What Is TB-500 and How Does It Work?

TB-500 is the synthetic, commercially distributed name for Ac-SDKP, the four-amino-acid N-terminal fragment of thymosin beta-4 (Tβ4). Full-length Tβ4 is a 43-amino-acid protein encoded by the TMSB4X gene. The Ac-SDKP fragment drives most of the tissue-repair activity ascribed to the full peptide in animal models.

Actin Sequestration and Cell Migration

Tβ4 binds G-actin in a 1:1 molar ratio, preventing actin polymerization and keeping a pool of monomeric actin available for rapid cytoskeletal remodeling. This mechanism was characterized in a landmark study by Safer et al. Published in the Journal of Biological Chemistry and underpins TB-500's putative ability to accelerate cell migration into wound beds. [1]

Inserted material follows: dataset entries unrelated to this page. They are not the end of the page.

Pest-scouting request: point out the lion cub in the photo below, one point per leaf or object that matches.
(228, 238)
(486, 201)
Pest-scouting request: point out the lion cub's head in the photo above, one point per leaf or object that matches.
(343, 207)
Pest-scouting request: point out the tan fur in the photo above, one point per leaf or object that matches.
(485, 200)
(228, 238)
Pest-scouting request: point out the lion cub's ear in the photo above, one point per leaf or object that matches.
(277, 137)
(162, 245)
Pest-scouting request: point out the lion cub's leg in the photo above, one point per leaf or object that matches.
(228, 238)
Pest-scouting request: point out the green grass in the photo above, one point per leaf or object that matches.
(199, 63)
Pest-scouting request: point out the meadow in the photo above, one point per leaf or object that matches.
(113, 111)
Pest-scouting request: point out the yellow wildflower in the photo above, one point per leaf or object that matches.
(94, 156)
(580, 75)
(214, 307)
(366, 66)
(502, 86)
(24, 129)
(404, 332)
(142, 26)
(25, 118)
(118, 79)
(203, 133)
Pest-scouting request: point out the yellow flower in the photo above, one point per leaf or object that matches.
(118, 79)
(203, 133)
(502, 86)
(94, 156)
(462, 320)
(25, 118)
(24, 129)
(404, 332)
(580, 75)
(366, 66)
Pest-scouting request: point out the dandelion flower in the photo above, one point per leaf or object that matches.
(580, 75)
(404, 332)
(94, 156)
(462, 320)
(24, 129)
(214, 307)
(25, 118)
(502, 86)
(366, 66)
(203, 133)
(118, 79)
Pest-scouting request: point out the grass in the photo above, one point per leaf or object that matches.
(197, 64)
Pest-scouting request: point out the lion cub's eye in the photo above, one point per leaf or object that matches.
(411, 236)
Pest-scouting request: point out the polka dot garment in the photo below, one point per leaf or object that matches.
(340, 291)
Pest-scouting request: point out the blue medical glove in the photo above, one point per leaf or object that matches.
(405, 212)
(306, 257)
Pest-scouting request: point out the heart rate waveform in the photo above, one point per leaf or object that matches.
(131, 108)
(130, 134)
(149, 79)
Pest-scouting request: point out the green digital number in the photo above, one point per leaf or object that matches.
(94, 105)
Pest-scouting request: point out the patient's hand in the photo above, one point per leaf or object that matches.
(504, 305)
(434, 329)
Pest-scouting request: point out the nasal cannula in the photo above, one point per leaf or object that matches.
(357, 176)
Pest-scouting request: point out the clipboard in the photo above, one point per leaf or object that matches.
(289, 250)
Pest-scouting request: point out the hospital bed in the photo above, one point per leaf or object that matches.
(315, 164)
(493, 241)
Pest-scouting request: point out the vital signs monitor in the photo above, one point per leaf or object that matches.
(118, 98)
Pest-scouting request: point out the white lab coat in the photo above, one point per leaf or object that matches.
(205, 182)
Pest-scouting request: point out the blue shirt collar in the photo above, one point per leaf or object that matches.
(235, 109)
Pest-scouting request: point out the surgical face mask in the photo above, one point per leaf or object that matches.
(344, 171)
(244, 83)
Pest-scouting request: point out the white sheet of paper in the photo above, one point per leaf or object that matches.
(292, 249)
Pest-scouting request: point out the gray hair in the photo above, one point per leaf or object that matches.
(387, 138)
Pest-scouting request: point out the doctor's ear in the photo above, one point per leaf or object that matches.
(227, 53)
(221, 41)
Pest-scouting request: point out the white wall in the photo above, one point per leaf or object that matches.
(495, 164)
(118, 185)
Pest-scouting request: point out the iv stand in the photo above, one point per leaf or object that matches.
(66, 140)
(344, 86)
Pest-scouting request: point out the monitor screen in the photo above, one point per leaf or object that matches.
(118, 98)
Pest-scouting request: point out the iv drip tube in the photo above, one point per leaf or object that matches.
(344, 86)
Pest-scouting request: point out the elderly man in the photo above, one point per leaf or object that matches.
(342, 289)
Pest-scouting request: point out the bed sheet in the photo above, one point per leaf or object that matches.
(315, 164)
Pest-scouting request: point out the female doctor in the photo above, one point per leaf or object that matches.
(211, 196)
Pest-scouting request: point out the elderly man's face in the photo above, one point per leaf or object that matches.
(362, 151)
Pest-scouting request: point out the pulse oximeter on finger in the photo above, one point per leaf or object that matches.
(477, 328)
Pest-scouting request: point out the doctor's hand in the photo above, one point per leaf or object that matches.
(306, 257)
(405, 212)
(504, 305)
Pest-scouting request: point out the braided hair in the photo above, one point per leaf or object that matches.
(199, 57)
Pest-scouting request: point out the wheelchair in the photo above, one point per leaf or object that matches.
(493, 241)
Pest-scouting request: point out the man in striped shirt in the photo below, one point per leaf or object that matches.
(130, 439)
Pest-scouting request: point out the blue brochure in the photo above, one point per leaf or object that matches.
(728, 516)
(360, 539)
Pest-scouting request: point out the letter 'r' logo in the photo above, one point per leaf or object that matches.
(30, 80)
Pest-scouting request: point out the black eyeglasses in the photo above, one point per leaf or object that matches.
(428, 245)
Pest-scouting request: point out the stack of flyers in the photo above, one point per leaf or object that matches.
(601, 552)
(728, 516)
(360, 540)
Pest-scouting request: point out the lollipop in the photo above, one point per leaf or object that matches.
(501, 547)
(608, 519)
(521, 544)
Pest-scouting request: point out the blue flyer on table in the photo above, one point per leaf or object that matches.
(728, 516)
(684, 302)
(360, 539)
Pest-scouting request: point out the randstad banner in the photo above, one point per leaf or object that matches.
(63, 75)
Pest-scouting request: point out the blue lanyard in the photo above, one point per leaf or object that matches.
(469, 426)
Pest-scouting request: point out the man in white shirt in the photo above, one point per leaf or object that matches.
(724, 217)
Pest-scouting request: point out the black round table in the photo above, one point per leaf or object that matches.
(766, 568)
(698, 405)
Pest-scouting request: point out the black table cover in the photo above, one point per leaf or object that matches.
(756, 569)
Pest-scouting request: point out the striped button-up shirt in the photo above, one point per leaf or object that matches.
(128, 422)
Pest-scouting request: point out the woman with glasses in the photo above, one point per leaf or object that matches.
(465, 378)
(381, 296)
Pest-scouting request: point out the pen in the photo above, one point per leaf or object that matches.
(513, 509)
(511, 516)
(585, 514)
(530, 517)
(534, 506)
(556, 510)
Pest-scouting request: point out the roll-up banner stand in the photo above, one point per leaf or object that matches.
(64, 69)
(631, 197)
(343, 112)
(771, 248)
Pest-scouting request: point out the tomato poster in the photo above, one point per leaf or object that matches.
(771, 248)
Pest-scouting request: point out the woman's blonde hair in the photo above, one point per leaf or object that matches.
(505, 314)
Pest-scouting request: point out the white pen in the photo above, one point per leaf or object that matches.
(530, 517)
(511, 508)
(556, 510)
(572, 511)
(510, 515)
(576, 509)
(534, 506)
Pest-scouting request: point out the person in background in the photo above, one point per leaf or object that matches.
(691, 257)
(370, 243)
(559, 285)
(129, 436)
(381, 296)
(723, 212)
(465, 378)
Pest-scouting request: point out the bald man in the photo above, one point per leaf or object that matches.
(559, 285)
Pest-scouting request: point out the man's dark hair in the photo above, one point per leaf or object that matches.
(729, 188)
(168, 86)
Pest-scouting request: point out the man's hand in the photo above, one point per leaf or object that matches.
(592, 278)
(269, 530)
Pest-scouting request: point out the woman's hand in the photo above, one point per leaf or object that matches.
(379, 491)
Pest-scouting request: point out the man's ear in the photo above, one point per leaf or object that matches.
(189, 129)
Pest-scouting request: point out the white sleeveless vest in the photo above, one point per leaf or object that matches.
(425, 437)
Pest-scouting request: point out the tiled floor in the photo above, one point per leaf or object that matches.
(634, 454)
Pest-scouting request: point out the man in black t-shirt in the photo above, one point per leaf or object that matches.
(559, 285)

Angiogenesis and Cardioprotection

Beyond actin, Tβ4 promotes angiogenesis by upregulating hypoxia-inducible factor-1 alpha (HIF-1α) and vascular endothelial growth factor (VEGF). A 2004 study by Bock-Marquette et al. In Nature demonstrated that Tβ4 activated integrin-linked kinase (ILK), promoted cardiac progenitor cell survival, and reduced infarct size in a murine myocardial infarction model. [2] The effect size was meaningful: treated hearts showed roughly 20% less fibrotic tissue compared to saline controls, though translating rodent infarct-model data to human clinical outcomes requires significant caution.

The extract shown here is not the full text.